= British Columbia Social Constructive Party =

Provincial political party in Canada (1936–1937)

The British Columbia Social Constructive Party (also known as the Social Constructives and the BC Reconstructive Party) was formed in 1936 by a breakaway from the British Columbia Co-operative Commonwealth Federation after Robert Connell was expelled from the party over doctrinal differences. Connell had been leader of the CCF until his expulsion. Three other MLAs of the seven-person CCF caucus, Jack Price, R. B. Swailes, and Ernest Bakewell, left the party and joined Connell to form the Social Constructives. The four member caucus, having one more MLA than the CCF, was large enough to allow Connell to remain Leader of the Opposition in the British Columbia Legislative Assembly. Other defectors included Victor Midgely, former leader of the One Big Union, and Bill Pritchard, editor and owner of the BC CCF's newspaper, The Commonwealth. The party worked closely with Rolf Wallgren Bruhn an independent MLA who had formerly been a Conservative. Bruhn helped write the new party's platform and conducted a speaking tour with Connell during the 1937 general election but declined to join the party and stood for re-election as an independent though with the Constructives' endorsement.

Connell was expelled for publicly rejecting the party platform adopted by the BC CCF at its 1936 convention as too radical for calling for the socialization of banking and credit.

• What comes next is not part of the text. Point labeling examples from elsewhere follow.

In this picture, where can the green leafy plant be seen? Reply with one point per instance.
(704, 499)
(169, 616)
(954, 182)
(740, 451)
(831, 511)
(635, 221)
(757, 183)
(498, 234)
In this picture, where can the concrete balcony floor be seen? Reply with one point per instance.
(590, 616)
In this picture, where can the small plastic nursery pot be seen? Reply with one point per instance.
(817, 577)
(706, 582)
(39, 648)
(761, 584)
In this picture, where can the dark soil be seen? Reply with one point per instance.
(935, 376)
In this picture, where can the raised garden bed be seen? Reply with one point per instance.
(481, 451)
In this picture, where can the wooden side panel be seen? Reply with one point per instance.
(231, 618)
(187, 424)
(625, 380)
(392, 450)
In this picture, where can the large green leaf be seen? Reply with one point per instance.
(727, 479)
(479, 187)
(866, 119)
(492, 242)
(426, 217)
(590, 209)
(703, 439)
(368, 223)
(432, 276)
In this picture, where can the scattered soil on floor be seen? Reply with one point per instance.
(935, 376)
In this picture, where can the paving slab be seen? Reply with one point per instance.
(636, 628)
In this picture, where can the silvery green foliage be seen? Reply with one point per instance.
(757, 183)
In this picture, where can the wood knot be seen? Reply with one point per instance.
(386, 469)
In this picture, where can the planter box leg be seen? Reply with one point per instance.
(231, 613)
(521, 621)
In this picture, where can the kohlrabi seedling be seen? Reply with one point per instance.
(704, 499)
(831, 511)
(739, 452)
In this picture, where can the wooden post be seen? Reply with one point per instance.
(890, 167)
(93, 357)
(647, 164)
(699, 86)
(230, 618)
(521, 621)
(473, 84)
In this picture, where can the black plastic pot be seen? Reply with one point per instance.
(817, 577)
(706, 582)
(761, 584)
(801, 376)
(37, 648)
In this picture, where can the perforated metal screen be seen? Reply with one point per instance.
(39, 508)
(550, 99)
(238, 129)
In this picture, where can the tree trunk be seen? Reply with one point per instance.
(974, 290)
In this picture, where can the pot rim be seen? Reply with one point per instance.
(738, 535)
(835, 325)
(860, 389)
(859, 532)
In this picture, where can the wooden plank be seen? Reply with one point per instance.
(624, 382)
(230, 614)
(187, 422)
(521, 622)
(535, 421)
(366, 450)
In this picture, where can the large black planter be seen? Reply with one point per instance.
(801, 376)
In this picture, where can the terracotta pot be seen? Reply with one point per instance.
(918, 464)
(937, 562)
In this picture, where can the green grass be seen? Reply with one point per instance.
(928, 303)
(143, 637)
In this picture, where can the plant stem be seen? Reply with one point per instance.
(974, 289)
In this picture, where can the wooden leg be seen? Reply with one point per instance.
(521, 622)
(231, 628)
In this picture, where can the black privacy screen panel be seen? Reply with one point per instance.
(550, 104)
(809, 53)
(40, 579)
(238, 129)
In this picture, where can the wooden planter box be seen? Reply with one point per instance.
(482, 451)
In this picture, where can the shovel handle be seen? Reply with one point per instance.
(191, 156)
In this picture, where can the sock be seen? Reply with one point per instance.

The new party ran on a moderate left of centre program standing between the governing Liberal Party of British Columbia and the CCF. The new party lacked the organizational strength of either the CCF or the Liberals and was unable to field candidates in even one-third of the province's electoral districts. The party also refused to hold nominating conventions for candidates in order to prevent groups from taking over the party. Instead, individuals were invited to stand as candidates and then appointed. In the context of the Great Depression, the party's platform of moderate reformism proved unable to distinguish itself from a Liberal Party that was leaning left and using the slogan of "socialized capitalism".

The "Social Constructives" stood 14 candidates (out of a possible 48) in the 1937 general election; they failed to win any seats. However, their endorsee Bruhn was re-elected as an Independent; Bruhn later rejoined the Conservatives. The Social Constructives received 8,086 votes to the CCF's 119,400. Disappointed with the results, Connell came to the conclusion that change was not possible through a third party but only through working within mainstream parties.